Example 15.2. XML AUTO
xmla ('select "category"."CategoryID", "CategoryName", "ProductName", "ProductID" from "Demo".."Categories" "category", "Demo".."Products" as "product" where "product"."CategoryID" = "category"."CategoryID" FOR XML AUTO ELEMENT');
<category> <CategoryID>1</CategoryID> <CategoryName>Beverages</CategoryName><product> <ProductName>Chai</ProductName> <ProductID>1</ProductID></product> <product> <ProductName>Chang</ProductName> <ProductID>2</ProductID></product> <product> <ProductName>Guaraná Fantástica</ProductName> <ProductID>24</ProductID></product> <product> <ProductName>Sasquatch Ale</ProductName> <ProductID>34</ProductID></product> <product> <ProductName>Steeleye Stout</ProductName> <ProductID>35</ProductID></product> <product> <ProductName>Côte de Blaye</ProductName> <ProductID>38</ProductID></product> <product> <ProductName>Chartreuse verte</ProductName> <ProductID>39</ProductID></product> <product> <ProductName>Ipoh Coffee</ProductName> <ProductID>43</ProductID></product> <product> <ProductName>Laughing Lumberjack Lager</ProductName> <ProductID>67</ProductID></product> <product> .....

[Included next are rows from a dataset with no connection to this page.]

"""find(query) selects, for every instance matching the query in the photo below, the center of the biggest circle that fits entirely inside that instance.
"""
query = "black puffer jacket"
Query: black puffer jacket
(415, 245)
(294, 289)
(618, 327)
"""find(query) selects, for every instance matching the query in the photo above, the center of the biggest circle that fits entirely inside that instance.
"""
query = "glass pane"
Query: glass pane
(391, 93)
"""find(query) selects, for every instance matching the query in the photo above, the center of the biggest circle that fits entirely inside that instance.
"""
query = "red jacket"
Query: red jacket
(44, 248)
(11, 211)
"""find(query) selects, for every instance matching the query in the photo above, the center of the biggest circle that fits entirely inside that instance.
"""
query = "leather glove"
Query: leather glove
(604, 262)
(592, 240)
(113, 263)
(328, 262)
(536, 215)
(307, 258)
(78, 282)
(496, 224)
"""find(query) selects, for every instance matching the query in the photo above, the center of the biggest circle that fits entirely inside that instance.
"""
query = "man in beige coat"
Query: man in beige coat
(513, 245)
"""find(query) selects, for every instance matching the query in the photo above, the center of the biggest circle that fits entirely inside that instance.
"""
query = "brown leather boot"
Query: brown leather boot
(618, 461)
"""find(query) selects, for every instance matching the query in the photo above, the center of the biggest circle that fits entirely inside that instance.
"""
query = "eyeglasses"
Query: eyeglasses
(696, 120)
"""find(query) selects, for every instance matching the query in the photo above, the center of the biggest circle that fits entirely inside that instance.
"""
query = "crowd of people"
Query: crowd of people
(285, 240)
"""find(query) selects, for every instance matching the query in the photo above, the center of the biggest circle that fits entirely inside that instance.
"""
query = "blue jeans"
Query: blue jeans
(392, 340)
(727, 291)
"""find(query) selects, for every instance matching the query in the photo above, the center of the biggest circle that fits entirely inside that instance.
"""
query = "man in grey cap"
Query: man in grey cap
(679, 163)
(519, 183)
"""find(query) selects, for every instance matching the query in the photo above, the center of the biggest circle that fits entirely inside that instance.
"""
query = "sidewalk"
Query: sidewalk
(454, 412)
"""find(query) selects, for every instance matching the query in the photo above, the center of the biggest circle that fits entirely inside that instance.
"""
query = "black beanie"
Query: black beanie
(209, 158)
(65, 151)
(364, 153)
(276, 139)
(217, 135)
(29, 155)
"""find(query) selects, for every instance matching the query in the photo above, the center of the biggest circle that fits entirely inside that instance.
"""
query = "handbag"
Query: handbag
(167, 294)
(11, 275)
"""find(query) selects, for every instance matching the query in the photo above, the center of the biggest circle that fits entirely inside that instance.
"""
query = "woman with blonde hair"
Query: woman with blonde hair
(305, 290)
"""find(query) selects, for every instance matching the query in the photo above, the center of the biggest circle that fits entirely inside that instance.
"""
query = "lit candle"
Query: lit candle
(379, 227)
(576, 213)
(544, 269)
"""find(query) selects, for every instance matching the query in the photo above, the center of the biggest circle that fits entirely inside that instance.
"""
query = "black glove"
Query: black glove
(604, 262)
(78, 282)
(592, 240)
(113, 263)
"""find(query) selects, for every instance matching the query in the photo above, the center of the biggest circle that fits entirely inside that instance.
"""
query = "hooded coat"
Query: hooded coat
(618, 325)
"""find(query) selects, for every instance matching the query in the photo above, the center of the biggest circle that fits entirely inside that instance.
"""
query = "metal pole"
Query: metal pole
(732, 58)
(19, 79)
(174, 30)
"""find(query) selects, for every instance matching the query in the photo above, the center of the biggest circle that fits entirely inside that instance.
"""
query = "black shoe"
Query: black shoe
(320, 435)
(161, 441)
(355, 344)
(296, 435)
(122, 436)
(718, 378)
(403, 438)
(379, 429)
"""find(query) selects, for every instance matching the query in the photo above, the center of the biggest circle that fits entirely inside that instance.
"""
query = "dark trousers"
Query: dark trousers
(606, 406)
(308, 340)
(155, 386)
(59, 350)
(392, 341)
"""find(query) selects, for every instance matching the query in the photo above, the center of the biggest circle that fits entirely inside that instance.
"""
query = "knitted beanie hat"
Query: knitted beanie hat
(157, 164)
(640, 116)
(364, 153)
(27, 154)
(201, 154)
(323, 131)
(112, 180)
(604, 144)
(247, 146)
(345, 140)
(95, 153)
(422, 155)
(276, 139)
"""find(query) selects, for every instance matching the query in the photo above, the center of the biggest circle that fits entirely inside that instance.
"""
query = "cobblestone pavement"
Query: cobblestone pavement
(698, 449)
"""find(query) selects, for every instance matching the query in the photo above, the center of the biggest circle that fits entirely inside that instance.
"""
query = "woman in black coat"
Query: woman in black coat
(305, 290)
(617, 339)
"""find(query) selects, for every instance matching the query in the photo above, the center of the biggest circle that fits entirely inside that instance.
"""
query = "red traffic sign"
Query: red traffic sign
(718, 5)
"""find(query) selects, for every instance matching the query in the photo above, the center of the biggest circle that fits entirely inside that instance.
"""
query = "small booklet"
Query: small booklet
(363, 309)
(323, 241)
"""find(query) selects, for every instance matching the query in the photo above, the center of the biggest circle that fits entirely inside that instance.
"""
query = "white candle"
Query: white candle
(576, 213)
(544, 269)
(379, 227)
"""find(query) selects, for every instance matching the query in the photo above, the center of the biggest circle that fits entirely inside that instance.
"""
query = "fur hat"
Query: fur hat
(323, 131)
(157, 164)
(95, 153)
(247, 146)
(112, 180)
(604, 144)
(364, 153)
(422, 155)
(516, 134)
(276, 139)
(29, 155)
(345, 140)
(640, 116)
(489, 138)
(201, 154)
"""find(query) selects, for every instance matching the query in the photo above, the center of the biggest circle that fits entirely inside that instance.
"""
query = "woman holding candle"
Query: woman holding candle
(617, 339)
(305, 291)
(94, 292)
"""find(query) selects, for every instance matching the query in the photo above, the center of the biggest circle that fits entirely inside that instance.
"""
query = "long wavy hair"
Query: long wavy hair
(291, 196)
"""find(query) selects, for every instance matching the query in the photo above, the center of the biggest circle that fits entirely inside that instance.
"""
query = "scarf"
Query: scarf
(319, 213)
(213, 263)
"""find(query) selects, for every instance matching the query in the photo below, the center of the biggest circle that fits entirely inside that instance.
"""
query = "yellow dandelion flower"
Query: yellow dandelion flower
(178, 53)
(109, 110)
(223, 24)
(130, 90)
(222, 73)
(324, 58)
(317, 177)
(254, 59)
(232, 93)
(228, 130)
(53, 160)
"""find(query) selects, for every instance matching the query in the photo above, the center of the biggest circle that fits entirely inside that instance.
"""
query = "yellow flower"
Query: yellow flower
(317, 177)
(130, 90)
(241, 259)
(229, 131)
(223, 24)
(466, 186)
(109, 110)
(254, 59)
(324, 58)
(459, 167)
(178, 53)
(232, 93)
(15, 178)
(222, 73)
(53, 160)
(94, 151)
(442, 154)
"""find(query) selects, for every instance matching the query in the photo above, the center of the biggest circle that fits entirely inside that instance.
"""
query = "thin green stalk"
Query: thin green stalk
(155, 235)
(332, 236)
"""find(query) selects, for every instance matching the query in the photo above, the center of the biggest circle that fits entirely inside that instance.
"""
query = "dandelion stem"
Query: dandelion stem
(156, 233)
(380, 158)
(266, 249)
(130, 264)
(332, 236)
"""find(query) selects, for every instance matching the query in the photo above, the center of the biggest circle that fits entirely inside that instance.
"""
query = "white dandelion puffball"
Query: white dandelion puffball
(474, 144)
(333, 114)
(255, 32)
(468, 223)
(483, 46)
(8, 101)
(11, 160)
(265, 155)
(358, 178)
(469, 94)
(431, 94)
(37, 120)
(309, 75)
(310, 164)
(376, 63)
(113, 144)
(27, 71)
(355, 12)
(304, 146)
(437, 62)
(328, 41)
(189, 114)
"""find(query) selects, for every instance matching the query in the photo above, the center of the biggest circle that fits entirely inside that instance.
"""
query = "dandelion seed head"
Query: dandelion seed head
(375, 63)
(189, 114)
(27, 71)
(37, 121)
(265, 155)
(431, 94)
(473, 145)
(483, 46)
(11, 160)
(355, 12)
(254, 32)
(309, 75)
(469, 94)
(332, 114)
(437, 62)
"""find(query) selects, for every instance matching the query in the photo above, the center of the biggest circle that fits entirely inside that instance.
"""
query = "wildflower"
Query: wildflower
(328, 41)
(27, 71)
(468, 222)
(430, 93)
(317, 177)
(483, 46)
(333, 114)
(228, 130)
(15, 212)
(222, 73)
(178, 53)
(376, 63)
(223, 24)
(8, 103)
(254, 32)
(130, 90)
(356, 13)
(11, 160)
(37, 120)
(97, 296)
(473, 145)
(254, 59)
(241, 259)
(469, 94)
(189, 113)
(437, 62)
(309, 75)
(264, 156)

In contrast to RAW mode, AUTO produces results that are more tree-like. Only one category element is used for each category, and that contains all the children of the category.

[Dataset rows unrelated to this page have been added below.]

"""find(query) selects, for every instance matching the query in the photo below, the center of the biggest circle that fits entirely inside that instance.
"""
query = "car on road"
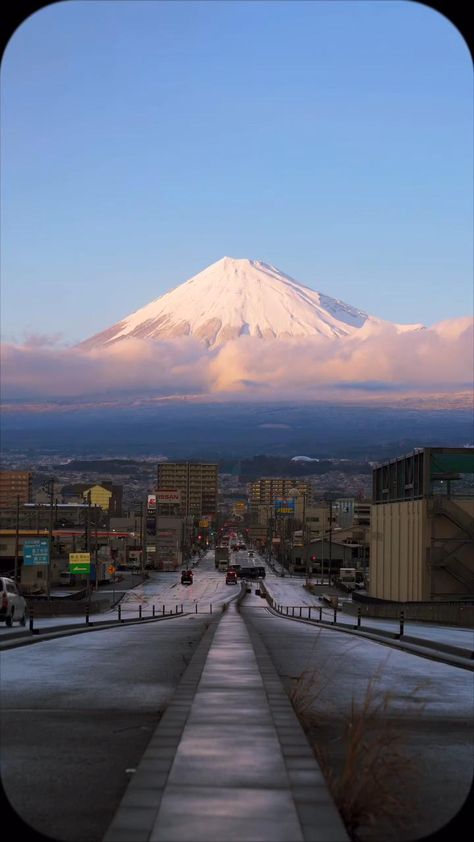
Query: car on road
(12, 604)
(187, 577)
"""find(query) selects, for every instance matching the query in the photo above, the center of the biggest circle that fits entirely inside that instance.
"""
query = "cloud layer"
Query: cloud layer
(438, 359)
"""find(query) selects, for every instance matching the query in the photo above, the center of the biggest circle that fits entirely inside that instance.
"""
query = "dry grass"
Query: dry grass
(373, 782)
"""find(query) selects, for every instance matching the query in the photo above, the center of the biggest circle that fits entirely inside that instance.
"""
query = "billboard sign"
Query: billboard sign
(36, 551)
(168, 495)
(284, 505)
(80, 563)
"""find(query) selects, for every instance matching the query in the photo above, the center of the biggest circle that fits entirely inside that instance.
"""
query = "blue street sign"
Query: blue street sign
(36, 551)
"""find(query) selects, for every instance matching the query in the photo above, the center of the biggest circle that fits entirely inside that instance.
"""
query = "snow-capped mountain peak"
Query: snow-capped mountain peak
(236, 297)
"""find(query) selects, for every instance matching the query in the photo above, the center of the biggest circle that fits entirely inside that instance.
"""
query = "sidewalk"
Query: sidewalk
(229, 759)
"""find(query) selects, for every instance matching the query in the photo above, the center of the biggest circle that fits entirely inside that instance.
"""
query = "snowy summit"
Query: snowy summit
(239, 297)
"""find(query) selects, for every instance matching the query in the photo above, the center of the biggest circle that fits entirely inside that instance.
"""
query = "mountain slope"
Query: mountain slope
(233, 298)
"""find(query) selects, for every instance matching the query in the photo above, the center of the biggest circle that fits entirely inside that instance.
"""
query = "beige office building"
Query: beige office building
(197, 484)
(15, 486)
(264, 492)
(422, 526)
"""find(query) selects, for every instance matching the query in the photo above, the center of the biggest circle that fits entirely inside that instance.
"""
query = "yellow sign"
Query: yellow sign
(79, 563)
(79, 558)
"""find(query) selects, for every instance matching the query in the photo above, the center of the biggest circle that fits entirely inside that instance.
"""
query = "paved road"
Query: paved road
(79, 711)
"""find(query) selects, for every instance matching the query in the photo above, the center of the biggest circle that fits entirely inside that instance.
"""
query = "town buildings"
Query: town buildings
(15, 487)
(195, 487)
(422, 528)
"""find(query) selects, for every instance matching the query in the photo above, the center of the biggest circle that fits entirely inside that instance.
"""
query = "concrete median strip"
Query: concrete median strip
(229, 759)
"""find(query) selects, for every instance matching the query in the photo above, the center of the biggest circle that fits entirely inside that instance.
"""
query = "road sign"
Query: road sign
(285, 506)
(80, 563)
(36, 551)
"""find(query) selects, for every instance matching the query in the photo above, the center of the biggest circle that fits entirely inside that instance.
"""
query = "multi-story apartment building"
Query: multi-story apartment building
(264, 492)
(196, 484)
(422, 526)
(15, 485)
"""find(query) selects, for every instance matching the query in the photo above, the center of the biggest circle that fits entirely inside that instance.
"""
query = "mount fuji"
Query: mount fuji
(241, 297)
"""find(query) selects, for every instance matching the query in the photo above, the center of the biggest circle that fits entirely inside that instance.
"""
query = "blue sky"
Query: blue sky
(142, 141)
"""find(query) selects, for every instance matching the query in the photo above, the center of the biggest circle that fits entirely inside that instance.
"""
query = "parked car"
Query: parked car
(12, 604)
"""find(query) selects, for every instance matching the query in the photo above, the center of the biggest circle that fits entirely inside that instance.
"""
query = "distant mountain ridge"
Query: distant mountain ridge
(241, 297)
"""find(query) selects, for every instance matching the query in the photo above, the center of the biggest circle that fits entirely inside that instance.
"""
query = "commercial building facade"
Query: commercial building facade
(422, 527)
(15, 486)
(197, 484)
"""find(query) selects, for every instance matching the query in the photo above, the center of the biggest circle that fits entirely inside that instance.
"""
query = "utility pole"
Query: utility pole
(51, 515)
(17, 536)
(330, 539)
(96, 513)
(142, 540)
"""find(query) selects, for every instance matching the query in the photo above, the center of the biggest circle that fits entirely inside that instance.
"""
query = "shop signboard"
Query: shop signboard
(168, 495)
(36, 551)
(80, 563)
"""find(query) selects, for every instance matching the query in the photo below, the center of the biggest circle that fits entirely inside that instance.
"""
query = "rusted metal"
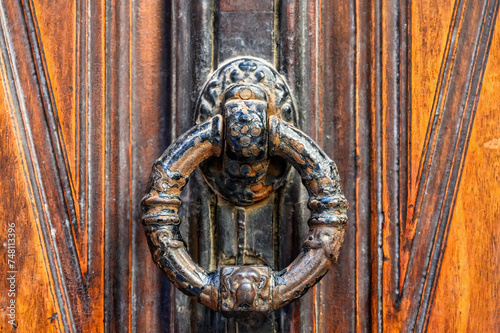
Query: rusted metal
(244, 141)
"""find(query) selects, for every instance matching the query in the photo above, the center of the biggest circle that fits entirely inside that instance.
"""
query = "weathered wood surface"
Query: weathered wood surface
(403, 95)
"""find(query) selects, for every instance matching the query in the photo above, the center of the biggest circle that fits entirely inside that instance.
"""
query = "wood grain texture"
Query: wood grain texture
(402, 94)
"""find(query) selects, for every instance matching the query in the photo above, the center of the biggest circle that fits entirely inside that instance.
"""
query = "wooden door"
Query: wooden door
(403, 95)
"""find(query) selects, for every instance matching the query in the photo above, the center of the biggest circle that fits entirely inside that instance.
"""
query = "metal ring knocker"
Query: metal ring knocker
(247, 115)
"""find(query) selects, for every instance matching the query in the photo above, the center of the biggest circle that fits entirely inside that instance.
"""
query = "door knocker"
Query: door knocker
(244, 141)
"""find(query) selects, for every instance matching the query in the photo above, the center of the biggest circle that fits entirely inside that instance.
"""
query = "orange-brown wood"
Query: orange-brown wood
(403, 95)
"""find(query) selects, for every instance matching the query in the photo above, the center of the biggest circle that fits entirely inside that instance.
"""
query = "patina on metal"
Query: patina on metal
(245, 141)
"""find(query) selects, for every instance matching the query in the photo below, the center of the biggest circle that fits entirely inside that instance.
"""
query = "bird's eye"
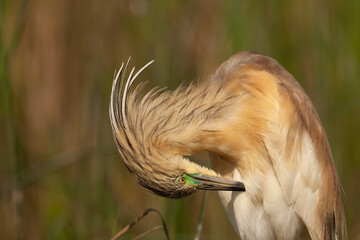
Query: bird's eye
(181, 180)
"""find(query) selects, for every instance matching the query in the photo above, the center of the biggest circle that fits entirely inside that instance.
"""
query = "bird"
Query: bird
(271, 162)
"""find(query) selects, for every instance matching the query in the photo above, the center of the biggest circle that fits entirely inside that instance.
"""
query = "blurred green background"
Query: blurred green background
(60, 174)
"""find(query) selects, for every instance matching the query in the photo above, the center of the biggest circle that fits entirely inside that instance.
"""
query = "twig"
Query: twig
(147, 232)
(199, 225)
(130, 225)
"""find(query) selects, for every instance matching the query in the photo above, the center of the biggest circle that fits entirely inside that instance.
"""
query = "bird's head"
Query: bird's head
(141, 132)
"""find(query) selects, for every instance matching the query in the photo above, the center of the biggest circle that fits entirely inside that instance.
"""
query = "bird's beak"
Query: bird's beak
(206, 182)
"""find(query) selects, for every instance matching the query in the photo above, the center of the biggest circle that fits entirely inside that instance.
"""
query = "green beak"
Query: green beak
(206, 182)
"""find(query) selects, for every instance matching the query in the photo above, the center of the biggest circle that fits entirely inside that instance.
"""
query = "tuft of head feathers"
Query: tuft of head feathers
(149, 131)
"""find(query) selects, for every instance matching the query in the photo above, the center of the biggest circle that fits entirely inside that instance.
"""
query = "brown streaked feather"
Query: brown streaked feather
(257, 121)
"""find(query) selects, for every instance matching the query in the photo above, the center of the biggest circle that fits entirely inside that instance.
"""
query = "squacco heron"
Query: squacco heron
(262, 133)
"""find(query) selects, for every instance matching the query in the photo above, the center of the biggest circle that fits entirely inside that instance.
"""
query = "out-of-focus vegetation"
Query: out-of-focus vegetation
(60, 174)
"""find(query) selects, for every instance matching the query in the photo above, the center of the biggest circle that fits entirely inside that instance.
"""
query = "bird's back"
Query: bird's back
(280, 151)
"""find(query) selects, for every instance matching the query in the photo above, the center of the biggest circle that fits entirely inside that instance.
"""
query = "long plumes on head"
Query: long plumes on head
(150, 167)
(153, 131)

Example 15.3. XML EXPLICIT
xmla (' select 1 as tag, null as parent, "CategoryID" as [category!1!cid], "CategoryName" as [category!1!name], NULL as [product!2!pid], NULL as [product!2!name!element] from "Demo".."Categories" union all select 2, 1, "category" ."CategoryID", NULL, "ProductID", "ProductName" from "Demo".."Categories" "category", "Demo".."Products" as "product" where "product"."CategoryID" = "category"."CategoryID" order by [category!1!cid], 5 FOR XML EXPLICIT');
<CATEGORY CID="1" NAME="Beverages"> <PRODUCT PID="1"> <NAME>Chai</NAME></PRODUCT> <PRODUCT PID="2"> <NAME>Chang</NAME></PRODUCT> <PRODUCT PID="24"> <NAME>Guaraná Fantástica</NAME></PRODUCT> <PRODUCT PID="34"> <NAME>Sasquatch Ale</NAME></PRODUCT> <PRODUCT PID="35"> <NAME>Steeleye Stout</NAME></PRODUCT> <PRODUCT PID="38"> <NAME>Côte de Blaye</NAME></PRODUCT> <PRODUCT PID="39"> <NAME>Chartreuse verte</NAME></PRODUCT> <PRODUCT PID="43"> <NAME>Ipoh Coffee</NAME></PRODUCT> <PRODUCT PID="67"> <NAME>Laughing Lumberjack Lager</NAME></PRODUCT> <PRODUCT PID="70"> <NAME>Outback Lager</NAME></PRODUCT> <PRODUCT PID="75"> <NAME>Rhönbräu Klosterbier</NAME></PRODUCT> <PRODUCT PID="76"> <NAME>Lakkalikööri</NAME></PRODUCT> </CATEGORY> <CATEGORY CID="2" NAME="Condiments"> <PRODUCT PID="3"> .....
In this example, we specify precisely the tree structure we wish, and construct the EXPLICIT query to produce that tree. Many times programmers know what the resulting XML should look like but do not know how to get exactly what they want. FOR XML EXPLICIT can be very useful in these cases.
15.1.4. FOR XML Syntax
for__xml ::= FOR XML <mode> [ ELEMENT ] <mode> ::= RAW | AUTO | EXPLICIT <explicit column> ::= scalar_exp AS '[' <element> '!' <tag no> '!' <column name> [ '!' <option> ] ']' <tag no> ::= INTNUM <column name> ::= IDENTIFIER <element> ::= IDENTIFIER <option> ::= IDENTIFIER
The <explicit column> should be used in the selection list of the first term of the UNION ALL construct in a FOR XML EXPLICIT query. Virtuoso provides this functionality separately from any Web server context, although these are principally expected to be used inside VSP pages.
The text of <option> part of the <explicit column> is ignored but if it is present then the value is placed into a sub-element of the element for the row, not into an attribute.